PLAI §7 (done with Haskell)

For this part, we will use a new language, Lazy Racket.

#lang pl lazy

As the name suggests, this is a version of the normal (untyped) Racket language that is lazy.

First of all, let’s verify that this is indeed a lazy language:

> (define (foo x) 3)
> (foo (+ 1 "2"))
3

That went without a problem — the argument expression was indeed not evaluated. In this language, you can treat all expressions as future promises to evaluate. There are certain points where such promises are actually forced, all of these stem from some need to print a resulting value, in our case, it’s the REPL that prints such values:

> (+ 1 "2")
+: expects type <number> as 2nd argument,
given: "2"; other arguments were: 1

The expression by itself only generates a promise, but when we want to print it, this promise is forced to evaluate — this forces the addition, which forces its arguments (plain values rather than computation promises), and at this stage we get an error. (If we never want to see any results, then the language will never do anything at all.) So a promise is forced either when a value printout is needed, or if it is needed to recursively compute a value to print:

> (* 1 (+ 2 "3"))
+: expects type <number> as 2nd argument,
given: "3"; other arguments were: 2

Note that the error was raised by the internal expression: the outer expression uses *, and + requires actual values not promises.

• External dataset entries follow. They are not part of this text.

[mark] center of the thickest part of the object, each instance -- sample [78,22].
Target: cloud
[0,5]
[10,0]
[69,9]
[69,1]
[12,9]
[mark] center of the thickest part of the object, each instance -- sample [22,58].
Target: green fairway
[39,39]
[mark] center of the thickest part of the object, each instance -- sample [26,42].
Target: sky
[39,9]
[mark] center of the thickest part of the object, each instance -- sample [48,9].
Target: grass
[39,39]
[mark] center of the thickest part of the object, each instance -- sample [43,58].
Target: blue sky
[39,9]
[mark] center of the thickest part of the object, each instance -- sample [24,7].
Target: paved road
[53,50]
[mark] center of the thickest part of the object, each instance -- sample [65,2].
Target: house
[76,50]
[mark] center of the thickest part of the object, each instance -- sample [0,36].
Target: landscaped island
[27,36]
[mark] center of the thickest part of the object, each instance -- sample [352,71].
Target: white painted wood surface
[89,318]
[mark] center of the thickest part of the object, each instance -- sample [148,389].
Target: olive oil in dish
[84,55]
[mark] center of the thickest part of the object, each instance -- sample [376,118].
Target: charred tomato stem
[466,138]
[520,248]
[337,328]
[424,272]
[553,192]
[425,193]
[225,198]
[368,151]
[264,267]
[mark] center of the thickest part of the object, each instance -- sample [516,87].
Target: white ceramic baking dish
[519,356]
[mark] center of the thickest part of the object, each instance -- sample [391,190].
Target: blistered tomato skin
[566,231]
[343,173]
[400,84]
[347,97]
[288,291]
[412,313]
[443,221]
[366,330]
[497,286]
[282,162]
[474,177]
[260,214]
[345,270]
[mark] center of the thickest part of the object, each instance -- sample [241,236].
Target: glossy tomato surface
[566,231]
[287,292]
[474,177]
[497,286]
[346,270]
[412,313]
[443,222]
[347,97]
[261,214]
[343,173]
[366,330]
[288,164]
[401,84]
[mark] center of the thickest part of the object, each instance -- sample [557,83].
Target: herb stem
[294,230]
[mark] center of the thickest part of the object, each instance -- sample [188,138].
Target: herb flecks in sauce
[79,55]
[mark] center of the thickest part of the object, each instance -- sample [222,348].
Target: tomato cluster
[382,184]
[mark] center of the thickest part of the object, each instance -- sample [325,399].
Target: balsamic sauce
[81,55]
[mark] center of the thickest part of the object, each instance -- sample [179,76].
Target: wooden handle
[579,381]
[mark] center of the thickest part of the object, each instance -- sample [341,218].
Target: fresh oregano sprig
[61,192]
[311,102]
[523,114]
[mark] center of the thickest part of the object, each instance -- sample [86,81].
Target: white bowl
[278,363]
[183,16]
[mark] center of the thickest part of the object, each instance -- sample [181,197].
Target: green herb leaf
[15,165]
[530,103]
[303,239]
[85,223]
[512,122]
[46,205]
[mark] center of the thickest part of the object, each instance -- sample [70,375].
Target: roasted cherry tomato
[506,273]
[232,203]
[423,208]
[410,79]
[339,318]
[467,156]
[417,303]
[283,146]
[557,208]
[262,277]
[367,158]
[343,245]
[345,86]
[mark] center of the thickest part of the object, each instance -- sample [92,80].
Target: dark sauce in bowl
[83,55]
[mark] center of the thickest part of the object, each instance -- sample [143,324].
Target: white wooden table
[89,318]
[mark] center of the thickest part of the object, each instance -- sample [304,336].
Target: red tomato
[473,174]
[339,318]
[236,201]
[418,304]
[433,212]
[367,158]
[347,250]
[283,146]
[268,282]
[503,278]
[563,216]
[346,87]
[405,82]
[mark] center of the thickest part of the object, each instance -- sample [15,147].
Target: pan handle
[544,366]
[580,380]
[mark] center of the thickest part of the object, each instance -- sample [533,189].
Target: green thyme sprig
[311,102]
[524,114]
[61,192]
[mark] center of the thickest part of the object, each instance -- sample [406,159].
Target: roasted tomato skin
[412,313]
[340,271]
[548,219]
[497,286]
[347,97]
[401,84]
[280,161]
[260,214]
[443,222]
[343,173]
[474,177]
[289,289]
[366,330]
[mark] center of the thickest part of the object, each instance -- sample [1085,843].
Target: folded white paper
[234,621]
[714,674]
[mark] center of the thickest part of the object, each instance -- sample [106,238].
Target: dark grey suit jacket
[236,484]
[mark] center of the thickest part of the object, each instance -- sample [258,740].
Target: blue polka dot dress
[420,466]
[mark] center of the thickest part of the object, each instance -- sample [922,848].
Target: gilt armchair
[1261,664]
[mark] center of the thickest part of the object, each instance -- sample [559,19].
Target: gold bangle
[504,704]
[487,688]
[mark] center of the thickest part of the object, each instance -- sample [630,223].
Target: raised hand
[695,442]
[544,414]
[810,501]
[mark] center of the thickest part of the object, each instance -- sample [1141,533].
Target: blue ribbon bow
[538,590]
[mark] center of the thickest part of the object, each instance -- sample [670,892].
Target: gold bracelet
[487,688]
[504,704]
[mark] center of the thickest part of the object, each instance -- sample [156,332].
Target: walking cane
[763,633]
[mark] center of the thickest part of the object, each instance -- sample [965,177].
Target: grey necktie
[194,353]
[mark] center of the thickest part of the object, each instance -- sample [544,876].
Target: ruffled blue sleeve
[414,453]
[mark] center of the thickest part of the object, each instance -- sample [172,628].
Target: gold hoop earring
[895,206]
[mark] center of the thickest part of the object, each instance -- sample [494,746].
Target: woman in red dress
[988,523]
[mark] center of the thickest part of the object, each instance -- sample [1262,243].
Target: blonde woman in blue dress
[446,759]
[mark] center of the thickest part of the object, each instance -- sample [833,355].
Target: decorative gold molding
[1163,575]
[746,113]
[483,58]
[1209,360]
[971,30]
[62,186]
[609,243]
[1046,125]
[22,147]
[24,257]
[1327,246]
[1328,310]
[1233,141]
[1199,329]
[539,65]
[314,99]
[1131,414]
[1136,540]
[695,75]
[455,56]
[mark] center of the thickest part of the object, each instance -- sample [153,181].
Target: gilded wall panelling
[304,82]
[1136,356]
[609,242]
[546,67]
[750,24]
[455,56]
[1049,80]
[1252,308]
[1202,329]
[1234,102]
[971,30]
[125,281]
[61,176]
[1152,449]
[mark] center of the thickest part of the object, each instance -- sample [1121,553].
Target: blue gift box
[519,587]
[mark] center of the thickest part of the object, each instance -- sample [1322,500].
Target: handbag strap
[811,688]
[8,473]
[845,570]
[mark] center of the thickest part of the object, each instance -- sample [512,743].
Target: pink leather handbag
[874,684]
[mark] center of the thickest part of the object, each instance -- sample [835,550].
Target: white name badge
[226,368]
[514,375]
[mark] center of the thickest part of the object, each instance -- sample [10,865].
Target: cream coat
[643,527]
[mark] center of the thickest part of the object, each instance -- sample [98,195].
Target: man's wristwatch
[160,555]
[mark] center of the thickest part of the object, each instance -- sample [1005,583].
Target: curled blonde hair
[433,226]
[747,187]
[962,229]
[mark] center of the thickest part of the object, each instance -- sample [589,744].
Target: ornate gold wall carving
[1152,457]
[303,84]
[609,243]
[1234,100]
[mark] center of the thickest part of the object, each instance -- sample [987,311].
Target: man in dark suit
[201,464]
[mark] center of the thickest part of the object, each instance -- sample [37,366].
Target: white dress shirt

Another example, which is now obvious, is that we can now define an if function:

> (define (my-if x y z) (if x y z))
> (my-if (< 1 2) 3 (+ 4 "5"))
3

Actually, in this language if, and, and or are all function values instead of special forms:

> (list if and or)
(#<procedure:if> #<procedure:and> #<procedure:or>)
> ((third (list if and or)) #t (+ 1 "two"))
#t

(By now, you should know that these have no value in Racket — using them like this in plain will lead to syntax errors.) There are some primitives that do not force their arguments. Constructors fall in this category, for example cons and list:

> (define (fib n) (if (<= n 1) n (+ (fib (- n 1)) (fib (- n 2)))))
> (define a (list (+ 1 2) (+ 3 "4") (fib 27) (* 5 6)))

Nothing — the definition simply worked, but that’s expected, since nothing is printed. If we try to inspect this value, we can get some of its parts, provided we do not force the bogus one:

> (first a)
3
> (fourth a)
30
> (third a)
196418
> (second a)
+: contract violation, expected: number?, given: "4" ...

The same holds for cons:

> (second (cons 1 (cons 2 (first null))))
2

Now if this is the case, then how about this:

> (define ones (cons 1 ones))

Everything is fine, as expected — but what is the value of ones now? Clearly, it is a list that has 1 as its first element:

> (first ones)
1

But what do we have in the tail of this list? We have ones which we already know is a list that has 1 in its first place — so following Racket’s usual rules, it means that the second element of ones is, again, 1. If we continue this, we can see that ones is, in fact, an infinite list of 1s:

> (second ones)
1
> (fifth ones)
1

In this sense, the way define behaves is that it defines a true equation: if ones is defined as (cons 1 ones), then the real value does satisfy

(equal? ones (cons 1 ones))

which means that the value is the fixpoint of the defined expression.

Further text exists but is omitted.